Diego conservou seu estúdio até sua morte, em 1957, mas Frida viveu ali apenas um ano. O casal morou depois na famosa Casa Azul de Coyoacán, outro bairro da Cidade do México.
Os suplícios que Frida viveu em 1950 após uma das múltiplas cirurgias na coluna que teve que fazer são descritos em outra carta que Khalo ditou para sua irmã Matilde.
250 dólares de orgulho
Nessa carta, a pintora revela que não suportava a morfina, testemunho que faz cair por terra as versões de que seu vício no remédio foi um dos motivos de sua morte.
A saúde debilitada não impediu Frida de ter amantes, entre eles seu grande amigo, o fotógrafo americano de origem húngara Nickolas Muray, que vivia em Nova York.
Em 1939 escreveu para ele de sua casa em Coyoacán para contar sobre a tristeza que sentiu por seu iminente divórcio de Diego, mas na mesma carta é incapaz de esconder seu ciúme pelo casamento recente de Muray.
"Envie-me por correio a pequena almofada, não quero que ninguém mais a tenha", e "outro favor: 'Não' 'A' deixe tocar os indicadores de incêndio nas escadas (você sabe quais). Se puder, e não for muito problema, não vá para Coney island, especialmente na Half Moon, com ela.

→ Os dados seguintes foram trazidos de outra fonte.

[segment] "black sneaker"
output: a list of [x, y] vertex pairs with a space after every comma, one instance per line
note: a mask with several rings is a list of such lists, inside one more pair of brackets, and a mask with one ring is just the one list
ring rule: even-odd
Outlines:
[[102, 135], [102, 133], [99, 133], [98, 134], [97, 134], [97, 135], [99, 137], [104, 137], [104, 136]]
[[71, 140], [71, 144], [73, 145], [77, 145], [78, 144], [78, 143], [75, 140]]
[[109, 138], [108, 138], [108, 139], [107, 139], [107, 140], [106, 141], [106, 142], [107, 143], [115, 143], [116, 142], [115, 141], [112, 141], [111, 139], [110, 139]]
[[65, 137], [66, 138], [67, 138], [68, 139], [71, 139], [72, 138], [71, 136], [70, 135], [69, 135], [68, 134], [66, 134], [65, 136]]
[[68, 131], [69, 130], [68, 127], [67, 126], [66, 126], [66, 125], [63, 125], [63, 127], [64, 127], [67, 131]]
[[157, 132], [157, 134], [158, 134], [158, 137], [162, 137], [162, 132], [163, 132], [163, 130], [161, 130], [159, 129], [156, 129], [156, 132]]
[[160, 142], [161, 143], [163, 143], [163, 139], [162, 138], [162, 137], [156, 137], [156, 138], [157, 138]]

Tira minha foto que está na lareira", pede Frida a seu amado amigo.
Longe da fama que ganhou depois de sua morte, em outra carta dirigida à famosa atriz mexicana Dolores del Río, que, naquela época, vivia em Los Angeles, Frida pede um empréstimo de 250 dólares porque seu orgulho a impedia de recorrer a Diego, com que estava chateada.

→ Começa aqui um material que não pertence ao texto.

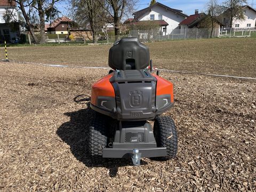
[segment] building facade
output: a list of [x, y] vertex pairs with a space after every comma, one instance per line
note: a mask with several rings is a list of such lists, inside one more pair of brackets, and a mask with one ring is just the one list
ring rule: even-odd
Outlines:
[[188, 15], [182, 11], [170, 8], [160, 3], [133, 13], [134, 22], [142, 21], [163, 21], [159, 23], [167, 23], [167, 25], [160, 25], [160, 30], [166, 34], [171, 34], [174, 29], [179, 28], [179, 24]]

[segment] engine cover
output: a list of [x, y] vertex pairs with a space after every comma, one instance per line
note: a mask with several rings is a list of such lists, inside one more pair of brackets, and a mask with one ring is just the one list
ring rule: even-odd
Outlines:
[[138, 121], [155, 116], [156, 78], [145, 70], [117, 70], [109, 79], [115, 90], [119, 120]]

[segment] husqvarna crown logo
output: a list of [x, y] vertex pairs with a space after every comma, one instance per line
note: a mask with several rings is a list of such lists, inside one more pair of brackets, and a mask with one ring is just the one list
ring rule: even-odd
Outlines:
[[128, 51], [127, 52], [127, 56], [130, 58], [132, 57], [132, 51]]
[[134, 91], [130, 92], [130, 105], [132, 107], [139, 107], [143, 102], [142, 92]]

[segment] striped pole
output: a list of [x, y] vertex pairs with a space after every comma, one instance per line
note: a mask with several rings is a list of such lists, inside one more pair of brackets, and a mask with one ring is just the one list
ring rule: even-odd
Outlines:
[[5, 61], [9, 61], [8, 60], [8, 57], [7, 56], [6, 42], [5, 40], [4, 40], [4, 47], [5, 48]]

Frida prometeu que pagaria quando recebesse uma bolsa de estudos que nunca a concederam. Diego, "indignado" por saber que sua mulher pedia dinheiro emprestado, intervém em uma de suas cartas para se desculpar com Dolores e enviar de imediato um cheque para o pagamento da dívida.
A exposição, inaugurada em julho, ficará aberta ao público até novembro.